Feature Film Competition: Behind every truth hides a lie

Feature Film Competition: Behind every truth hides a lie

The stories told by the film makers in their entries for the Feature Film Competition are just as diverse as the stories and cultures in Eastern Europe: regional and universal, empathetic and abstract, analytical and gripping.Twelve films from altogether 16 co-production countries: the Feature Film Competition of the 27th FilmFestival Cottbus (FFC) once again reflects the best traditions of Eastern European film by demonstrating diversity and refusing to be reduced to a common theme. The films provide the FFC audience with the opportunity to closely observe and decipher people in a mix ranging from thriller and social drama to laconic case study and epic cinema.

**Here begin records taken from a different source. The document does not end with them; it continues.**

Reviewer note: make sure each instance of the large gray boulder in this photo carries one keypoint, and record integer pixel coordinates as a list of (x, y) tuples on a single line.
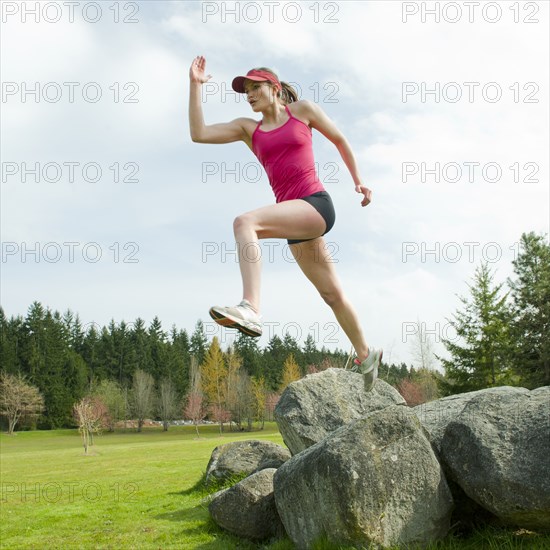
[(244, 458), (498, 451), (248, 508), (436, 415), (313, 407), (375, 480)]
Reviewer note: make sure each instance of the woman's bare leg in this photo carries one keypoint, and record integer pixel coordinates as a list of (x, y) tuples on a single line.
[(294, 219), (314, 260)]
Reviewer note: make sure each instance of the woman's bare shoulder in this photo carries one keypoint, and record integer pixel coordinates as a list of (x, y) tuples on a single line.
[(301, 109)]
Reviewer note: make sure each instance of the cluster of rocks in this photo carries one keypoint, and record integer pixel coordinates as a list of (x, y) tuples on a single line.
[(364, 468)]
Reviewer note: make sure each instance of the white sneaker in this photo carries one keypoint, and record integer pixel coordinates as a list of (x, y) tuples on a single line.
[(369, 367), (242, 317)]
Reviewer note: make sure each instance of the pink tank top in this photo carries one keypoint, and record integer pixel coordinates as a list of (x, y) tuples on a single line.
[(286, 153)]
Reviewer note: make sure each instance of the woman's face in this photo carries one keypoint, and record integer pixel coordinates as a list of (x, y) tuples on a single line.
[(258, 94)]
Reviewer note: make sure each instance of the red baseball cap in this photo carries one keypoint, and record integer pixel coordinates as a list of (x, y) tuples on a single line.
[(254, 74)]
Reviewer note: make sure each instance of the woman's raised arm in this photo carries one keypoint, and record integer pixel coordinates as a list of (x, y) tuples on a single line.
[(226, 132)]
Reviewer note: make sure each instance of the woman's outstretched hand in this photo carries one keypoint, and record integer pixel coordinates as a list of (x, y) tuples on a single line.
[(196, 72), (366, 192)]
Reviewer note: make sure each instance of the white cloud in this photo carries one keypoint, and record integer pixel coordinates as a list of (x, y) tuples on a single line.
[(365, 57)]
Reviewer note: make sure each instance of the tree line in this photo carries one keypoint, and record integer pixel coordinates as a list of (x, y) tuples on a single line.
[(503, 338)]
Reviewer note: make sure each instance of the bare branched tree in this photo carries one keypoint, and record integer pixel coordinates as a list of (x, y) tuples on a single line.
[(18, 399)]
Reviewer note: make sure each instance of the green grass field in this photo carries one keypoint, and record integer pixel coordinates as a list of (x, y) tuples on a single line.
[(138, 491)]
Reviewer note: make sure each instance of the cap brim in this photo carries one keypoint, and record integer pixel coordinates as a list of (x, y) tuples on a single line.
[(238, 82)]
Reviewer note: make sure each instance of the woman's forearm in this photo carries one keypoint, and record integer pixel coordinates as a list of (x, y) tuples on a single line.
[(348, 157), (196, 121)]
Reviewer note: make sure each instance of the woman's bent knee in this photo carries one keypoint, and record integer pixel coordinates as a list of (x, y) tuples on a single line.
[(242, 221), (332, 297)]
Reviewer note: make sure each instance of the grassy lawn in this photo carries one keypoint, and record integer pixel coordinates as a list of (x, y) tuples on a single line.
[(137, 491)]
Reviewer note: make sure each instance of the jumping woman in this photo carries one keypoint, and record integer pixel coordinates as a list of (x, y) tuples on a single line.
[(303, 213)]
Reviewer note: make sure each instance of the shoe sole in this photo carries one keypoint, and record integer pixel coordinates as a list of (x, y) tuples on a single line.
[(229, 322)]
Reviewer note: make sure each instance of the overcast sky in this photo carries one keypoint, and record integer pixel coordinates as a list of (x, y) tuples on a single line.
[(446, 112)]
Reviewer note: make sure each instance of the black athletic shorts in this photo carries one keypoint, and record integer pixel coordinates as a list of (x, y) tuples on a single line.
[(322, 202)]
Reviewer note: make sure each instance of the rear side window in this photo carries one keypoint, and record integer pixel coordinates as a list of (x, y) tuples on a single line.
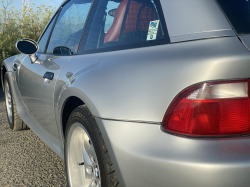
[(238, 13), (123, 24), (67, 32)]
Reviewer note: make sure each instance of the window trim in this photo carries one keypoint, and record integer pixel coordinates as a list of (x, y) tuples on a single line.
[(59, 11), (128, 46), (55, 15)]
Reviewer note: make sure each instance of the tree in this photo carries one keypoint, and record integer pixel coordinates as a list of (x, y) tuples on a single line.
[(14, 25)]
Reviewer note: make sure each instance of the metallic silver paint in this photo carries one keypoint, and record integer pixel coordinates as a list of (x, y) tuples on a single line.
[(122, 85), (37, 95), (138, 85), (144, 155), (202, 35), (8, 101), (246, 41), (27, 117)]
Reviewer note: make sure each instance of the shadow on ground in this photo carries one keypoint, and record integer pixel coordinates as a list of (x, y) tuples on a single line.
[(25, 159)]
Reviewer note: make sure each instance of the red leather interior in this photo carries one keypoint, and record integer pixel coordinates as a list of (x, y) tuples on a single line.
[(146, 15), (114, 32), (138, 18)]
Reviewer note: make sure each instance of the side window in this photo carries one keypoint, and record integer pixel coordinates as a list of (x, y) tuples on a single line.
[(123, 24), (67, 32), (43, 41)]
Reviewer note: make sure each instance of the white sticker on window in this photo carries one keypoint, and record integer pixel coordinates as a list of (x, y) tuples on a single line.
[(153, 29)]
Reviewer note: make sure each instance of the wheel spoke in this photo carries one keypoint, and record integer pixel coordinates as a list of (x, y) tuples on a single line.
[(83, 168)]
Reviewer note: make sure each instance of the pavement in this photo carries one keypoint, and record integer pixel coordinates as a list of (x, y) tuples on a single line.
[(24, 159)]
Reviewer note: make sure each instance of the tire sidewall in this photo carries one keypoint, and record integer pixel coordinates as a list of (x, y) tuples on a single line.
[(87, 121), (6, 79)]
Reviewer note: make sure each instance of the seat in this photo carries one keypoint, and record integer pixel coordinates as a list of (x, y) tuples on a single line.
[(135, 29)]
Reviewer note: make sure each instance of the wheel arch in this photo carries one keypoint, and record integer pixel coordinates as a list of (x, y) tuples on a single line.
[(70, 99)]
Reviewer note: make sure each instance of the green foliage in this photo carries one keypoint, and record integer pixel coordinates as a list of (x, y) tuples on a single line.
[(14, 25)]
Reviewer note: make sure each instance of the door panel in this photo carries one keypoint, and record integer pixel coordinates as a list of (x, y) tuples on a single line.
[(38, 94)]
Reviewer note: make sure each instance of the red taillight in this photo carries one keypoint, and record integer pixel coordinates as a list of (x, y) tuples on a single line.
[(211, 109)]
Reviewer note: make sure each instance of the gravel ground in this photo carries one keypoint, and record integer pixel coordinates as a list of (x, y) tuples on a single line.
[(24, 159)]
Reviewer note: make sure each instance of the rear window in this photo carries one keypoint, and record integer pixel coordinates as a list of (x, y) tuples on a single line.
[(238, 13)]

The competition entries have been brought to the screen by old masters such as FilmFestival Cottbus regular Jan Cvitkovič with his film THE BASICS OF KILLING as well as newcomers such as the young Russian independent director Vitaly Suslin with HEAD. TWO EARS. The films focus on protagonists who very realistically find themselves caught up in contradictions. Such as the ex-president who in George Ovashvili’s KHIBULA has to flee from his people even in spite of having had the best of intentions. Or the tabloid journalist in BREAKING NEWS who runs away from being responsible for the death of his colleague. They all are broken heroes whose fates tell tales that are exemplary of life beyond the usual scope of media attention. BLACK LEVEL follows the life of a photographer caught in a midlife crisis, not wanting to grow older; WILD ROSES tells of a young mother in a rural backwater who feels equally detached from her husband and her own children. OUT, a road movie with a wicked sense of humour, depicts a jobless man’s journey into the unknown who fails to find happiness even while away on a construction job in the far north. In OMNIPRESENT, an advertising designer stranded in competitive society develops an obsessive control disorder in attempting to dominate his environment through CCTV.

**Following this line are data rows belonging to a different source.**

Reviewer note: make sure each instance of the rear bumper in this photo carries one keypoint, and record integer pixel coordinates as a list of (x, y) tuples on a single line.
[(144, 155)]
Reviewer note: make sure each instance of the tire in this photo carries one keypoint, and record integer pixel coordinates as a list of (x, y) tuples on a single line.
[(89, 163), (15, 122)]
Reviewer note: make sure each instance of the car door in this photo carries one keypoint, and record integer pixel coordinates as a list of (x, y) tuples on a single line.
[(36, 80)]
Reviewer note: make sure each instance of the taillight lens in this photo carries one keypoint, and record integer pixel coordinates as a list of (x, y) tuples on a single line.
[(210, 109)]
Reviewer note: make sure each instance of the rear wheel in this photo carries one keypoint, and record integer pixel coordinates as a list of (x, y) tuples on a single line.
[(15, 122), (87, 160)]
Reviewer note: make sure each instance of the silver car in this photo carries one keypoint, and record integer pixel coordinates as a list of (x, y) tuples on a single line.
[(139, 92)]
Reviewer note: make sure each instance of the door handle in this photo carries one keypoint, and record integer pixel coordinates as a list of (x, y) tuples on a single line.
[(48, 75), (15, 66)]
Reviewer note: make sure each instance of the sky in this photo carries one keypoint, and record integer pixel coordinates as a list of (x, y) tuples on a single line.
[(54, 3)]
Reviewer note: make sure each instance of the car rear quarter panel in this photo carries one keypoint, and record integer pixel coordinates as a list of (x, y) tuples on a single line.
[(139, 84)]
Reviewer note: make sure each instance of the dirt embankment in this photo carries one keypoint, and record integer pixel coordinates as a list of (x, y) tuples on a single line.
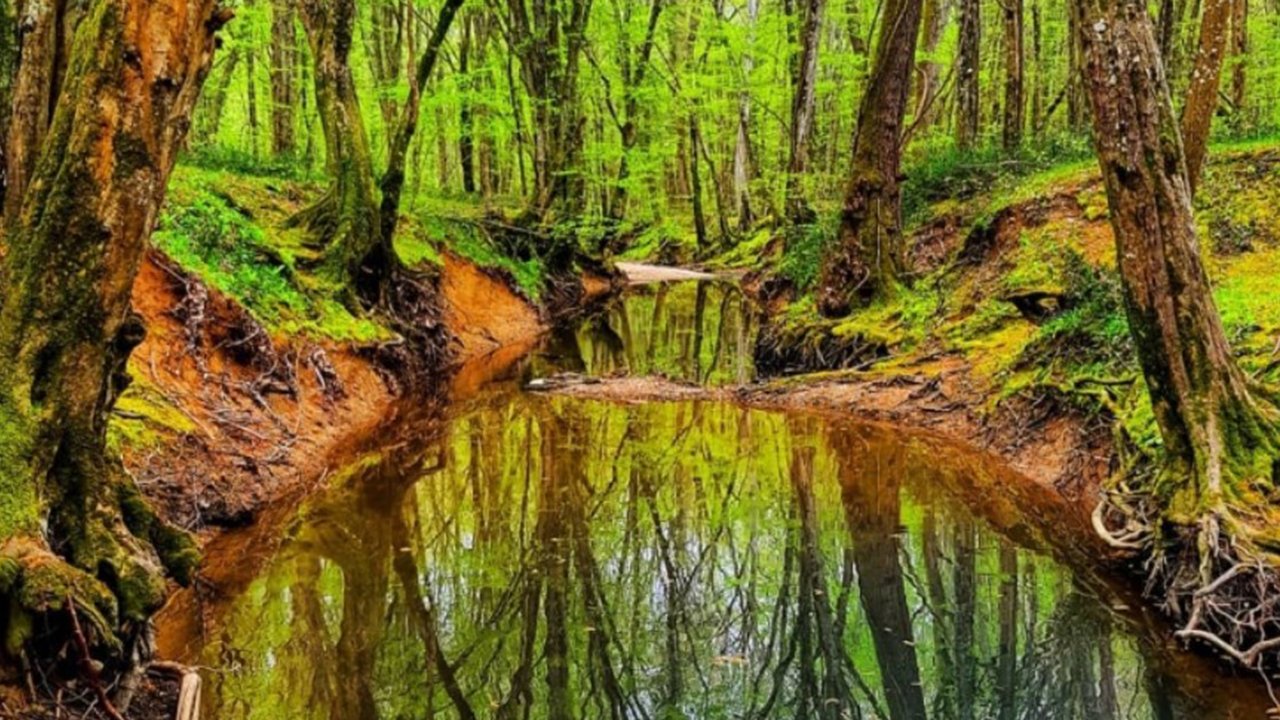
[(225, 420)]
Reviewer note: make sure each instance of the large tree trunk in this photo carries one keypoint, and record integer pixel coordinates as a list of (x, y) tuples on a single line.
[(72, 519), (284, 94), (393, 180), (867, 258), (967, 73), (804, 92), (45, 35), (928, 71), (1014, 73), (1202, 92), (1219, 437)]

“The heroes of Eastern European film have never been good or bad, they have always been both at the same time”, explains Programme Director Bernd Buder. “People under pressure, caught in the moral dilemma between the urge to survive and self-criticism, career and solidarity. Characters who often are depicted with a tendency towards irony. Here, every truth hides a lie and vice versa.” THE LINE features a human trafficker with a heart, I’M A KILLER a policeman as an executioner and DAYBREAK a single mother as a killer. In the family drama THE POMEGRANATE ORCHARD a son deceives his family.

The International Festival Jury is tasked with choosing from these twelve entries the winners of the following four awards: Main Prize for Best Film, endowed with EUR 25,000 donated by the Gesellschaft zur Wahrnehmung von Film- und Fernsehrechten (GWFF); Special Prize for Best Director, endowed with EUR 7,500 donated by Rundfunk Berlin-Brandenburg; Special Prizes for Outstanding Actress and Outstanding Actor, each endowed with EUR 5,000 donated by the City of Cottbus and Sparkasse Spree-Neiße, respectively.

These are the members of the International Festival Jury...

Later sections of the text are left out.